Published online by Cambridge University Press: 21 August 2009
Introduction
The title not withstanding, this is not a history of dark matter. Until we know what the dark matter is, we cannot know its history. Instead, this is a brief history of how astronomers converged to the view that most of the matter in the universe is dark. This paper deals principally with the early studies which helped to answer the questions “Are rotation curves flat? If so, why?” It also includes some early history in deciphering the signature of clusters of galaxies as gravitational lenses, which seems to have been little investigated.

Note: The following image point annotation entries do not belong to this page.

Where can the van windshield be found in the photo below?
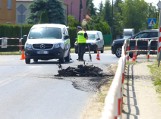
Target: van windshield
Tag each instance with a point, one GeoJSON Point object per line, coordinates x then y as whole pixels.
{"type": "Point", "coordinates": [45, 32]}
{"type": "Point", "coordinates": [91, 36]}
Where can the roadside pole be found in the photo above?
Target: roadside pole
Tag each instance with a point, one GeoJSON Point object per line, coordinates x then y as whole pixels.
{"type": "Point", "coordinates": [159, 35]}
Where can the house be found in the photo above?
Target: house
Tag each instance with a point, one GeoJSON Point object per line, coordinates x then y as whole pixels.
{"type": "Point", "coordinates": [7, 11]}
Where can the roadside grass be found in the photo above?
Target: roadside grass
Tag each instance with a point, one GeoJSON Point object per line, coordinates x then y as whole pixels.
{"type": "Point", "coordinates": [156, 73]}
{"type": "Point", "coordinates": [95, 106]}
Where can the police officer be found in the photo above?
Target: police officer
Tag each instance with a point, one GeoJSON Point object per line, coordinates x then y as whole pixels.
{"type": "Point", "coordinates": [81, 40]}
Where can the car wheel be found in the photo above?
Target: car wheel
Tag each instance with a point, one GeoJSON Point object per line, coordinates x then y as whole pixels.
{"type": "Point", "coordinates": [27, 61]}
{"type": "Point", "coordinates": [67, 59]}
{"type": "Point", "coordinates": [35, 60]}
{"type": "Point", "coordinates": [118, 52]}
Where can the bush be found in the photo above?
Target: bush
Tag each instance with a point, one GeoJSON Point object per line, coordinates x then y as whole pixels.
{"type": "Point", "coordinates": [14, 31]}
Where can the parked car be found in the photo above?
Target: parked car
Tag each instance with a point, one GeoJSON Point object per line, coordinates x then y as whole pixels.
{"type": "Point", "coordinates": [47, 41]}
{"type": "Point", "coordinates": [117, 44]}
{"type": "Point", "coordinates": [95, 41]}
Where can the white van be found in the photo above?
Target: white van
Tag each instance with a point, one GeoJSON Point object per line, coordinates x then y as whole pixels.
{"type": "Point", "coordinates": [47, 41]}
{"type": "Point", "coordinates": [127, 33]}
{"type": "Point", "coordinates": [95, 41]}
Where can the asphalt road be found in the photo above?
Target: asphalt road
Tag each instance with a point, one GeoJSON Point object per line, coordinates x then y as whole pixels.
{"type": "Point", "coordinates": [33, 92]}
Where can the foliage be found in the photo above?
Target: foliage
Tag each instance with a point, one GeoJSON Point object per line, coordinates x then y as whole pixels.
{"type": "Point", "coordinates": [156, 73]}
{"type": "Point", "coordinates": [107, 12]}
{"type": "Point", "coordinates": [135, 14]}
{"type": "Point", "coordinates": [43, 11]}
{"type": "Point", "coordinates": [55, 12]}
{"type": "Point", "coordinates": [72, 22]}
{"type": "Point", "coordinates": [13, 31]}
{"type": "Point", "coordinates": [117, 19]}
{"type": "Point", "coordinates": [90, 7]}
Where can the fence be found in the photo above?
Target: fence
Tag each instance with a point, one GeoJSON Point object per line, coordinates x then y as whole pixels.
{"type": "Point", "coordinates": [113, 101]}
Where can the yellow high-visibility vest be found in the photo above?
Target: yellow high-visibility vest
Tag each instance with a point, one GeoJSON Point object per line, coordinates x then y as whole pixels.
{"type": "Point", "coordinates": [80, 37]}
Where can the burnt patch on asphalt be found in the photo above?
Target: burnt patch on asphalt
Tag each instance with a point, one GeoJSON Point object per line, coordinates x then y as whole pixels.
{"type": "Point", "coordinates": [87, 78]}
{"type": "Point", "coordinates": [81, 71]}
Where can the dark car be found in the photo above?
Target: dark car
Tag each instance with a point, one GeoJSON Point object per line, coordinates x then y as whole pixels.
{"type": "Point", "coordinates": [117, 44]}
{"type": "Point", "coordinates": [95, 42]}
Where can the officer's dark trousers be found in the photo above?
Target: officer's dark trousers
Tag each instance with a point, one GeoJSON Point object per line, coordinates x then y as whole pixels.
{"type": "Point", "coordinates": [81, 50]}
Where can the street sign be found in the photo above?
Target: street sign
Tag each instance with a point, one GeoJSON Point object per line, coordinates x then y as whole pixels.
{"type": "Point", "coordinates": [151, 22]}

This account covers the years up to 1980; achievements since 1980 are science, not history. Several excellent, informative brief histories exist, and interested readers should see Trimble (1987, 1995) and van den Bergh (1999). We can all thank Sidney van den Bergh for correctly translating Zwicky's “dunkle (kalte) materie” as “dark (cold) matter” and finally putting to rest the myth that Zwicky called it “missing matter.”
The notion that there are stars that are dark was a common one in the 18th and 19th Century. Walt Whitman's (1855) lines in Leaves of Grass, “The bright suns I see and the dark suns I cannot see are in their place” and Bessel's “Foundation of an Astronomy of the Invisible” (Clerke 1885 and reference therein) are early manifestations of this belief.